The Intangibles in a Successful Partnership
Several weeks ago I addressed the issue of contract/outsourced manufacturing, more precisely the challenges some face when presented with the option of whether to proceed or to remain committed to their traditional business model. At the end of the article I wrote that "the hardest part is not deciding to entrust your future to an external partner but rather finding one that is right for you".
I'd like to jump one step ahead of the search for a right partner and illustrate what an ideal partnership looks like, the proverbial white buffalo. Rather than explain my view of the search, perhaps understanding what to look for will paint a clearer picture. This should ease the search, since the goal is now a little more discernible.
Organizations and businesses in general are not altruistic by nature nor do they operate by a code resembling a post-apocalyptic film, where those who are strong and cunning prey on the weak and the defenceless. Businesses in general gravitate to partnerships because they, amongst other things, ensure security, help stimulate innovation and open new markets. It is only the degree to which organizations cooperate that differs. There are numerous notable examples of such partnerships and below I have outlined several ongoing ones that are often overlooked:
- Microsoft & Toyota - 2011
- Coca Cola & Heinz -2011
- Cirque du Soleil & Reebok -2008
- Apple & IBM -2014
"Sharing is Caring"
All of the examples above have one thing in common. A need was identified by both entities within themselves and inside the other that could only be solved by bringing the "other" into the fold. The act of sitting down and transparently discussing gaps within each and seeking guidance/help can only be successful if there is trust, which usually is a result of transparency at the outset and a willingness to share useful information commonly understood to be private or confidential. This preliminary mutual exposure, if handled delicately, is an important factor that will ensure success in the long term.
A successful partnership needs a champion. This is an individual that acts as a formal point of contact for his/her organization but is also capable of acting as an informal advocate for the partner company within one's own team. The role requires the individual to navigate through a variety of relationships both internally and externally as well as on varying levels in order to ensure timely involvement that will mitigate damage or add greater value. This role demands an individual that is tactful, personable and genuine in their intent. There are numerous precedents for this, most notably during the Cold War when the U.S.A and the Soviet Union had informal communication channels that shared information so that a global disaster may be avoided. On paper it may have been treasonous but humanity today is grateful for the foresight by the powers involved that understood the limitations of formal relationships and discussions.

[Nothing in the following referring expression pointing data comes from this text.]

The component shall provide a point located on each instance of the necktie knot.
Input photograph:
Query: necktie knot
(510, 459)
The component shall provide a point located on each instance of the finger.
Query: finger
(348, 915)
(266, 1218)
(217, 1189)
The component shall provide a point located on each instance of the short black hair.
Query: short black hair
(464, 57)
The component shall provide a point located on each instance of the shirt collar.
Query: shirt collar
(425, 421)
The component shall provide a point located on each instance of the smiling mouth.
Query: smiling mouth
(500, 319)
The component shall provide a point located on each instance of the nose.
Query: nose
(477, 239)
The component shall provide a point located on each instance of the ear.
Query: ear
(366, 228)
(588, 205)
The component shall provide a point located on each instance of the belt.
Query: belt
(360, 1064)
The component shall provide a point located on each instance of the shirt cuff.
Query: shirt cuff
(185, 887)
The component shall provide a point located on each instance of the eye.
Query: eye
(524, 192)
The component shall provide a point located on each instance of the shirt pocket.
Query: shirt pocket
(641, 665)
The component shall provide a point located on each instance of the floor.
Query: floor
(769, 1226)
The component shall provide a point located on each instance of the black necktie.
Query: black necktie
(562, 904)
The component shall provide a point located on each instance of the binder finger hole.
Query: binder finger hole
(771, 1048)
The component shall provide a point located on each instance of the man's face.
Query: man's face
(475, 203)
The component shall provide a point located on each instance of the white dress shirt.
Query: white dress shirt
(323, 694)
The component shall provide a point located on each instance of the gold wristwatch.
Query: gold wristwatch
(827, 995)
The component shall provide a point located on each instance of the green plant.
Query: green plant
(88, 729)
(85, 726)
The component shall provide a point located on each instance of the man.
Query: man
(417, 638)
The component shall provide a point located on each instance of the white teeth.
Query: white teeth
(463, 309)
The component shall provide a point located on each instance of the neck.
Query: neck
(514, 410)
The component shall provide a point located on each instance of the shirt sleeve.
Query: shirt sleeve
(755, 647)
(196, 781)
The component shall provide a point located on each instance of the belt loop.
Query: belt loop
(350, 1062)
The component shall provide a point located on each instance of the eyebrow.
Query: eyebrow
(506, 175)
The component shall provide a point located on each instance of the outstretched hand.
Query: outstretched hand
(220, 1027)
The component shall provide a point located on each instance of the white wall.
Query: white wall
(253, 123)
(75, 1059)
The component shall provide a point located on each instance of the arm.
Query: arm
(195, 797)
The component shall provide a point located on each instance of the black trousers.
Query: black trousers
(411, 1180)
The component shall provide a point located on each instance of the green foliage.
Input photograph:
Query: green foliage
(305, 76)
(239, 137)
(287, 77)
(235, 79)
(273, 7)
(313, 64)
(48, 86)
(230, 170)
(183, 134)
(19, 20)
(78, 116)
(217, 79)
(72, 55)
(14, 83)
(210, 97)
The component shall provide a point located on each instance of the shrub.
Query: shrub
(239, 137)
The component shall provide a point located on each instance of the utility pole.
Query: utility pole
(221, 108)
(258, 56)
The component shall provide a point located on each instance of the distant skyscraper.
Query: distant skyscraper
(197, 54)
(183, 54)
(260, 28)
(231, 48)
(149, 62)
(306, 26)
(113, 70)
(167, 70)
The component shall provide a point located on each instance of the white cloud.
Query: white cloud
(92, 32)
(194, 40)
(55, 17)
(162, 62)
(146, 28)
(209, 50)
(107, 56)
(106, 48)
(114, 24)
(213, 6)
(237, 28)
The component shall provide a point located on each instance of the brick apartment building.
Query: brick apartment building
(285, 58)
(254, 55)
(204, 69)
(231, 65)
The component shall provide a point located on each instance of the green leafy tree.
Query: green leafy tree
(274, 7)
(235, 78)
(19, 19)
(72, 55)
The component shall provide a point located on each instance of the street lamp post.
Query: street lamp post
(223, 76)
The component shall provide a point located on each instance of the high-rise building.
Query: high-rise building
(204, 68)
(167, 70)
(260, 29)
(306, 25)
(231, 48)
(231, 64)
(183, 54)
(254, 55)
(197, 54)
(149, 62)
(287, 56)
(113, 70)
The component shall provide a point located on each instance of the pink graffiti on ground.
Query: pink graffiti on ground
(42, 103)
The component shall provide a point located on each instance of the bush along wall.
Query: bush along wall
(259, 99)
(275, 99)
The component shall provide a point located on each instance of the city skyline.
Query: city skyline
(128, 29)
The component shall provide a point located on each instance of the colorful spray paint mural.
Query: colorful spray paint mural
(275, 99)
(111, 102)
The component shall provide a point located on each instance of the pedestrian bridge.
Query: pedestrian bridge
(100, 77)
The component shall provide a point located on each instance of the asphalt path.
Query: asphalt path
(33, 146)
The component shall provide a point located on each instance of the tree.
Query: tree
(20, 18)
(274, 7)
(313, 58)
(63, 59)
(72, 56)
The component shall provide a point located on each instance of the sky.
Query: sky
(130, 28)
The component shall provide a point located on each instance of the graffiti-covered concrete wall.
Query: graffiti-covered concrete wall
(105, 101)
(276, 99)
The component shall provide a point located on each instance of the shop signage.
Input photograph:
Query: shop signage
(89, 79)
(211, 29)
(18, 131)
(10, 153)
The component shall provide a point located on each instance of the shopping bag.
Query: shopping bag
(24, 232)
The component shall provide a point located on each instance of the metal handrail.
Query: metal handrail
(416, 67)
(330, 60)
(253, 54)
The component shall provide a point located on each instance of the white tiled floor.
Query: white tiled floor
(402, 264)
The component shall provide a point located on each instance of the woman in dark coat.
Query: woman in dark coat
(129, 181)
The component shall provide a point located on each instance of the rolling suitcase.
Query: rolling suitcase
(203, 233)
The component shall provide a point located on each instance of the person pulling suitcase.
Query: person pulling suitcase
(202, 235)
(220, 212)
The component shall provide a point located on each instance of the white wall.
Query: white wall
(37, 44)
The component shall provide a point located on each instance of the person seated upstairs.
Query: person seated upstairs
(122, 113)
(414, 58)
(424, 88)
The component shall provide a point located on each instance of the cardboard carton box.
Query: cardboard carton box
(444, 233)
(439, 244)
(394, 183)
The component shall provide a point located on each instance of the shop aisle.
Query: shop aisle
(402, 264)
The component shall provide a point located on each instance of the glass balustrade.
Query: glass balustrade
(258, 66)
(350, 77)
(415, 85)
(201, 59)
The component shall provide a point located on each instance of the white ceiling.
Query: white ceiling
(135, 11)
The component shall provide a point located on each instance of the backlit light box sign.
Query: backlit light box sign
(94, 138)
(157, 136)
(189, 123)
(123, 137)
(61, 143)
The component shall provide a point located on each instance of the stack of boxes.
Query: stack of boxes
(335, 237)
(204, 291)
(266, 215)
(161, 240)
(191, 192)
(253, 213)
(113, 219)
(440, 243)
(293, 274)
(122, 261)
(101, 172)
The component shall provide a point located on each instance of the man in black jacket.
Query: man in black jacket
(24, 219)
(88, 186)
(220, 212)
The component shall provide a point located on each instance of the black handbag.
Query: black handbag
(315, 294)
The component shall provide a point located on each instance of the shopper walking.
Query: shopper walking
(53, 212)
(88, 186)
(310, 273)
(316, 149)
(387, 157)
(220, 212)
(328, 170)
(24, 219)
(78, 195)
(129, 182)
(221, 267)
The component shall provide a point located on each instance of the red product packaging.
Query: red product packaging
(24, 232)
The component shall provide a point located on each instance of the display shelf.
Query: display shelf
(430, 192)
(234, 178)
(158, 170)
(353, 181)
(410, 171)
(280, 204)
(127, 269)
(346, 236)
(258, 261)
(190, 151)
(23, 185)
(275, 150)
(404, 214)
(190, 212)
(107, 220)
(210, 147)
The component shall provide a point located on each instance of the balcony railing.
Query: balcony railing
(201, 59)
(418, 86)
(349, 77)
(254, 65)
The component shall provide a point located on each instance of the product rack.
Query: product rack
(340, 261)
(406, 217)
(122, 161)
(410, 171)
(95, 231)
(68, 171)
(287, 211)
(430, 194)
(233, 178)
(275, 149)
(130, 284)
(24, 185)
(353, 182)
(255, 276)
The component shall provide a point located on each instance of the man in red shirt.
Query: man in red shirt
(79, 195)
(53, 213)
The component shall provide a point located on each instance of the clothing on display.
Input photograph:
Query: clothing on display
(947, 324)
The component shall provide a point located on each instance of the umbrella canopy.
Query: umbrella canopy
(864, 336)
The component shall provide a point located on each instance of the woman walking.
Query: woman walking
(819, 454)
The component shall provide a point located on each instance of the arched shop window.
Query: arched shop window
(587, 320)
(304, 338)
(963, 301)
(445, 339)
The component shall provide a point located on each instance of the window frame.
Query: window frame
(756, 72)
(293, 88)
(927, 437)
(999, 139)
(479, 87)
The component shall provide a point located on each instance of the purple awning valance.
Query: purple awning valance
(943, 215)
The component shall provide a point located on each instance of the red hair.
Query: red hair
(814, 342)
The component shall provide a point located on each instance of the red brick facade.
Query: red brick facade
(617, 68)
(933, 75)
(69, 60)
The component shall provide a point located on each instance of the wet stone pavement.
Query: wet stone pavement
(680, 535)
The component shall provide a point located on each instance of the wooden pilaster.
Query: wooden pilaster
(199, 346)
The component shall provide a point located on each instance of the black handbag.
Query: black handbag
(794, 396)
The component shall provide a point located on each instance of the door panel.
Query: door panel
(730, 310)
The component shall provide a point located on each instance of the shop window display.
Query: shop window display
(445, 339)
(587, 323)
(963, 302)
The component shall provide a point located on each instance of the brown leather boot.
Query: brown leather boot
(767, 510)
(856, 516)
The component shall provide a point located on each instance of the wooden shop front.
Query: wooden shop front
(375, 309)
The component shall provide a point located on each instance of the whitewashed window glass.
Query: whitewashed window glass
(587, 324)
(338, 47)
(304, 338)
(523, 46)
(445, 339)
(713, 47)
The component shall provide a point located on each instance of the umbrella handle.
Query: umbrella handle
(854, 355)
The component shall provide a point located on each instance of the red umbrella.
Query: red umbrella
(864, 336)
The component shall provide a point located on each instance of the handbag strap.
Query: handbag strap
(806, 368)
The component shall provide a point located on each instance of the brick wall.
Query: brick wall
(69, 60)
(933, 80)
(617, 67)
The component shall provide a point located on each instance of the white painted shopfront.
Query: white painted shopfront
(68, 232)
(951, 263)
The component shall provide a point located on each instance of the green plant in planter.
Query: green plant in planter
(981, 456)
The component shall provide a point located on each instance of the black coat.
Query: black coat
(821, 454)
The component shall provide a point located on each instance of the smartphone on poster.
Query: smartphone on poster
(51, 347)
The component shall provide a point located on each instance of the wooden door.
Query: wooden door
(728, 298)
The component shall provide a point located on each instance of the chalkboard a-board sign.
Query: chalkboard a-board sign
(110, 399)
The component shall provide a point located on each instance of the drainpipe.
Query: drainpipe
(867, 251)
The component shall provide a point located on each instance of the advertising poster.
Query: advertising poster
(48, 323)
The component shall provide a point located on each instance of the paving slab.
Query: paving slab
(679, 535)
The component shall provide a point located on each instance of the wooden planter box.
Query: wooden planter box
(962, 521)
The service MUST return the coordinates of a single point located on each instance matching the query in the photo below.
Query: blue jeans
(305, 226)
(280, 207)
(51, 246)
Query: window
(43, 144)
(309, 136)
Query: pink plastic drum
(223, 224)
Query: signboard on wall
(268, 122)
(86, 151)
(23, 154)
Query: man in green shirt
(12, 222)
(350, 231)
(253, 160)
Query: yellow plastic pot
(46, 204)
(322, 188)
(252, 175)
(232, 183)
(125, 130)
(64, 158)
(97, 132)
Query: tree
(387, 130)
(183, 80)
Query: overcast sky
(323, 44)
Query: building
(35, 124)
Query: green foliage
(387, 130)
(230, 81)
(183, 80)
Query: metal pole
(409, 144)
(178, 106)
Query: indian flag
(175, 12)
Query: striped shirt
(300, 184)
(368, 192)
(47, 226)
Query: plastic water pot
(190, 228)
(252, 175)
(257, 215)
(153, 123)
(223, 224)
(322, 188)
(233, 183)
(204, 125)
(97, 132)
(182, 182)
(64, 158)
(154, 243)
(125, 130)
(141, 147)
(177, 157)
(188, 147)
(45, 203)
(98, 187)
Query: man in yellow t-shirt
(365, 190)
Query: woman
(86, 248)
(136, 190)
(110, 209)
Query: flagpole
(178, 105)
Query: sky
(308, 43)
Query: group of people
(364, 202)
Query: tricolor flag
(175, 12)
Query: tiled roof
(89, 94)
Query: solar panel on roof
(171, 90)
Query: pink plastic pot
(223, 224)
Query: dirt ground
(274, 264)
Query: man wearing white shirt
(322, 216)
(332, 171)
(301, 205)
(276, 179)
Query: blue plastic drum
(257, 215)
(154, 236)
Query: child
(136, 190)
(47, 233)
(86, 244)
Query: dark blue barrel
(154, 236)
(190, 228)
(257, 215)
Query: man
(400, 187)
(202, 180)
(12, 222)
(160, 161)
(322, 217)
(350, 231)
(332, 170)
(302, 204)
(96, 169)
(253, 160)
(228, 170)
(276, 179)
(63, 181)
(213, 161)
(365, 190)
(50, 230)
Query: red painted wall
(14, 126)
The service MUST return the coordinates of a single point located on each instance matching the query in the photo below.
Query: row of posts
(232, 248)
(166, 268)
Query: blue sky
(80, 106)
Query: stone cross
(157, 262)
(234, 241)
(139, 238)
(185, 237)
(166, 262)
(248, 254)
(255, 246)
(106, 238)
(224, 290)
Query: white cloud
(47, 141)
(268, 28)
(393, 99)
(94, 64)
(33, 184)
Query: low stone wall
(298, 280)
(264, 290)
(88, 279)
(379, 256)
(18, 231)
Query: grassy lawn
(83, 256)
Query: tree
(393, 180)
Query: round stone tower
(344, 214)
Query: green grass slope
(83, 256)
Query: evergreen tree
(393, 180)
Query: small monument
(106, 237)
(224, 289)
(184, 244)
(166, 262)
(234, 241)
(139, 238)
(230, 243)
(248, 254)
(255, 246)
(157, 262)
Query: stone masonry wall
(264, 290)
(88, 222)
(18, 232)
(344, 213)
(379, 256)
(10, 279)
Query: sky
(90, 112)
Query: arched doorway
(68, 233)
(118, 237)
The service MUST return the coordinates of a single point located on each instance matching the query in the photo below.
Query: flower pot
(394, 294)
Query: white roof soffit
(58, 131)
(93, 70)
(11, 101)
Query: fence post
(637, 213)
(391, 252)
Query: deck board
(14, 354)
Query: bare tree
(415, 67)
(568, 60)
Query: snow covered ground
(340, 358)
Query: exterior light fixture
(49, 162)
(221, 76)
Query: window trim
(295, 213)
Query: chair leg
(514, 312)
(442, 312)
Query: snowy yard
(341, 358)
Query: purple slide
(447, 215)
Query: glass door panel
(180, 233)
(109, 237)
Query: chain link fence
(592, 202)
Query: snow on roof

Finally a partnership requires consistent work. It can not be left to run autonomously as the relationship requires continuous input from both parties to ensure the emerging issues are always dealt with in the context of a business environment that is constantly changing not only in one's own organization but also within that of the partner. Consistency also relates to the stakeholders within the partnership as frequent changes to the teams will invariably stunt any progress in relationship building and project flow. It is of essence that this is kept to a minimum and a commitment is made by both parties that this will be adhered to as it is crucial to ensuring the success of the project/relationship.
These three elements are typically not thought of as the most crucial in a partnership, even one that involves outsourced/contract manufacturing, and they are often taken for granted when they are considered. Since operations teams within organizations are tasked with the tangibles (business compatibility, technical compatibility, vision of the future and etc.) it is the intangibles that are often overlooked, ignored and under-resourced. It is essential that these elements are addressed in a functioning relationship as well as looked for when establishing partnerships. If any of the three are not present, trust your gut feeling and keep searching as there are those that can contribute and are looking for a reciprocal alliance.